25th Anniversary


This past Thursday was the 25th anniversary of when this movie premiered on NBC. I remember very well when it came on, I watched and taped it on our VCR, then taped some news stories following it. And I had taped some other news stories about abortion in the month before it, because that month, April of 1989, the Supreme Court heard a case that originated out of Missouri, Webster vs. Reproductive Health Services, which sought to overturn Roe vs. Wade, or at least limit it. And this movie aired then partly because of this case. The Supreme Court then released its ruling on Monday, July 3, 1989, right after their term had ended. I also remember that very well, and again taped newscasts of it and saved newspaper stories of it. The court did not overturn Roe vs. Wade, but it did give states more authority to limit abortions if they so choosed. I am a definite liberal and have always been pro choice on abortion, though I do understand why pro lifers feel the way they do and can see their side.

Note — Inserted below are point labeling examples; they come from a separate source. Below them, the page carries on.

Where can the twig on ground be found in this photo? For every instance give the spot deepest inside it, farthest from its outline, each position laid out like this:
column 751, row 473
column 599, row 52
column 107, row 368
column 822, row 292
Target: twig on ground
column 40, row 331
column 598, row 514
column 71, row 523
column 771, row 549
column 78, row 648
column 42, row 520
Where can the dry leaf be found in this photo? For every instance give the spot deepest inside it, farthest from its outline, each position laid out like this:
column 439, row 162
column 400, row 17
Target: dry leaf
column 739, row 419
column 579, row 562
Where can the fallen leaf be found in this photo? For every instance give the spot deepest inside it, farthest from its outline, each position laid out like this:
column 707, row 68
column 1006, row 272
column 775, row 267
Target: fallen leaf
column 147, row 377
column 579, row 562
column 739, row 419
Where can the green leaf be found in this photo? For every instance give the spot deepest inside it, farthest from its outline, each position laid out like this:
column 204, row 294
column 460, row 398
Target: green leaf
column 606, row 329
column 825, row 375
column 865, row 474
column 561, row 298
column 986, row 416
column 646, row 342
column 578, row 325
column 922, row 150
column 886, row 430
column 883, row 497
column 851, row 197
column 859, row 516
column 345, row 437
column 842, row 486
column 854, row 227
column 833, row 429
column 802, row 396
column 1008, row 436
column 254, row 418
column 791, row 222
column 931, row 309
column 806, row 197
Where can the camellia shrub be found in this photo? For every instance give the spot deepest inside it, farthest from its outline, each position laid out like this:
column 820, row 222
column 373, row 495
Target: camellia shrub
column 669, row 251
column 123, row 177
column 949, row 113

I have also been, since the late 1980s, a student of the Supreme Court and have had a strong interest in it. When they released their ruling on Roe vs. Wade in January, 1973 it was a 7 to 2 decision stating that states may not prohibit a woman from having a medically induced abortion in the first trimester of a pregnancy. The majority consisted of Chief Justice Warren Burger and associate justices William O. Douglas, William Brennan, Potter Stewart, Thurgood Marshall, Harry Blackmun, and Lewis Powell, with associate justices Byron White and William Rehnquist dissenting. Harry Blackmun wrote the majority opinion. Then in the 1989 case Brennan, Marshall, and Blackmun again voted to uphold Roe vs. Wade, joined by associate justice John Paul Stevens, while Rehnquist (who had been promoted to Chief Justice in 1986) and White, Antonin Scalia, and Anthony Kennedy voting to overturn it. Sandra Day O'Conner, who in 1981 became the first woman on the Supreme court, voted with Brennan, Marshall, Blackmun, and Stevens to not overturn Roe vs. Wade, but did vote with Rehnquist, White, Scalia, and Kennedy to limit it.